There is a third monitoring mechanism (event monitoring) intended for
development purposes.

.. _monitoring-sensors:

katcp sensors
-------------
The katcp sensors are self-documenting: issuing a ``?sensor-list`` request to
any of the servers will return a list of the sensors with descriptions. We
thus limit this section to sensors that need a more detailed explanation.

It should be noted that a large number of sensors describing static
configuration (number of channels, accumulation length and so on) are provided
by the product controller rather than this module.

``steady-state-timestamp``
    This sensor is provided by ``dsim``, ``fgpu`` and ``xbgpu``. It can be used to
    synchronise katcp requests with the data. After issuing a katcp request
    that will alter the data stream (such as ``?signals``, ``?gain`` or
    ``?delay``), query the sensor. It will contain an ADC timestamp. Any data
    received with that timestamp or greater will be up to date with the
    effects of all prior requests.

    It should be noted that a ``?delay`` request with a future load time is
    considered to have taken effect when the delay model has been updated,
    even if that load time has not yet been reached.
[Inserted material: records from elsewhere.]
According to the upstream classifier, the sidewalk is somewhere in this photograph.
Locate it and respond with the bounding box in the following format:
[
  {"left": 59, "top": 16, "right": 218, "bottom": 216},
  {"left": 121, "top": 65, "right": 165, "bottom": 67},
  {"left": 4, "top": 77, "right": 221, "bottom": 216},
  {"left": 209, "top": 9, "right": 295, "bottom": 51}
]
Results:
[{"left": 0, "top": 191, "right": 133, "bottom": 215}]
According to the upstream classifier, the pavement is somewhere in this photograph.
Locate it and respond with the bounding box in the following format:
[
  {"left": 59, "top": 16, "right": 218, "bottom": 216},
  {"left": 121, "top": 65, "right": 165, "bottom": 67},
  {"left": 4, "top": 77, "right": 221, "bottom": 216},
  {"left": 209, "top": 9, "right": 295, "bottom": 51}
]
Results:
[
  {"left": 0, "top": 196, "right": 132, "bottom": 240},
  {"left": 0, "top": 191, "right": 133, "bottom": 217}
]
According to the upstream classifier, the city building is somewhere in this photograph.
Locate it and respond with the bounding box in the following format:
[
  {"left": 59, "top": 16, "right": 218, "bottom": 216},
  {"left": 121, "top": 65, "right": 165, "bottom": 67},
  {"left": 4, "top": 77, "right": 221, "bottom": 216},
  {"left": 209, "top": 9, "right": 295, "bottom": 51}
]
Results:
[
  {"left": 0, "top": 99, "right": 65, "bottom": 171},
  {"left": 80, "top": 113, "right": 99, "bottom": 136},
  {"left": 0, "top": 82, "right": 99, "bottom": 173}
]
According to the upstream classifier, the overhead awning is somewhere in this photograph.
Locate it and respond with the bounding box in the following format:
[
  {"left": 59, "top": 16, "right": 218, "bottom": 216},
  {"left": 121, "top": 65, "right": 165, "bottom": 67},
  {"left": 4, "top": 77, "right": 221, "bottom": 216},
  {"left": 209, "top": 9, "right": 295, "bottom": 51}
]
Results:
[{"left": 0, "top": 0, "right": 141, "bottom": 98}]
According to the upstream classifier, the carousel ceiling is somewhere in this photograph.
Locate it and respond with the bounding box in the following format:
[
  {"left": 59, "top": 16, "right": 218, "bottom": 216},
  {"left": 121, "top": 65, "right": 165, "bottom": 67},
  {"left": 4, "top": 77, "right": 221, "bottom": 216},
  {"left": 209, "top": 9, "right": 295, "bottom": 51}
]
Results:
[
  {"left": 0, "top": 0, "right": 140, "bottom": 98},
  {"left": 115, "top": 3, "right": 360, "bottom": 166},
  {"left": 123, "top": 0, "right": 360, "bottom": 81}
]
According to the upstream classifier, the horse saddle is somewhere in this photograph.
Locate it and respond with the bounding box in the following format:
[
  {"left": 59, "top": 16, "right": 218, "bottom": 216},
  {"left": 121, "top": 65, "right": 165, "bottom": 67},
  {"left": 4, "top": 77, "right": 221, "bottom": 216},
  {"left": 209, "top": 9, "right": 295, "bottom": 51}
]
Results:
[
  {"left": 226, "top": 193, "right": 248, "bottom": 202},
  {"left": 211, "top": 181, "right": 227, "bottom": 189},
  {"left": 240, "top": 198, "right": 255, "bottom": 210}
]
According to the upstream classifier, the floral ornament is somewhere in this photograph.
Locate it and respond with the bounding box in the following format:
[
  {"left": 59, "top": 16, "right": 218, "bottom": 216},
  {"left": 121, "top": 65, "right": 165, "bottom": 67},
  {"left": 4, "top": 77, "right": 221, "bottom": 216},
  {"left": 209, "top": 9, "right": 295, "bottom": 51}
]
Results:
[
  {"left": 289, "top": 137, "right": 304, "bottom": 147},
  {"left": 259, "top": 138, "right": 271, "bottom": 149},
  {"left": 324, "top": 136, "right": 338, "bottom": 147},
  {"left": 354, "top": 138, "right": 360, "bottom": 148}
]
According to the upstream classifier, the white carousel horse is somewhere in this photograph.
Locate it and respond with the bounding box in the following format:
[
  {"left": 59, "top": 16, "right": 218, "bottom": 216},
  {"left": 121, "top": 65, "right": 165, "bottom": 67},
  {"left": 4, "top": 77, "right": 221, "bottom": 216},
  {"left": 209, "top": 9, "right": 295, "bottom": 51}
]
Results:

    It should also be noted that the sensor value from a ``dsim`` does not
    take into account any delays applied by F-engines. One should add the
    delay of the corresponding F engine (or an upper bound on it) to obtain a
    safe timestamp for post–F-engine data streams.

``signals``, ``period`` and ``dither-seed`` (dsim)
    To reproduce the output of the dsim exactly, it is necessary to save all
    three of these sensors, and pass the ``dither-seed`` back to the
    :option:`!--dither-seed` command-line option and the other two to the
    ``?signals`` request (as well as keeping other command-line arguments the
    same).

Prometheus metrics
------------------
To enable Prometheus metrics for any of the services, pass
:option:`!--prometheus-port` to specify the port number. The metrics are then
made available at the ``/metrics`` HTTP endpoint on that port. Pointing a web
browser at that endpoint will show the available metrics with their
documentation.

Event monitoring
----------------
It is also possible to perform very detailed monitoring of events occurring
within fgpu and xbgpu, particularly related to time spent waiting on queues.
This is intended for debugging performance issues rather than production use,
as it has much higher overhead than the other monitoring mechanisms. To
activate it, pass :option:`!--monitor-log` with a filename to the process. It
will write a file with a JSON record per line. The helper script in
:program:`scratch/plot.py` can be used to show a visualisation of the various
queues over time. It's not recommended for more than a few seconds of data.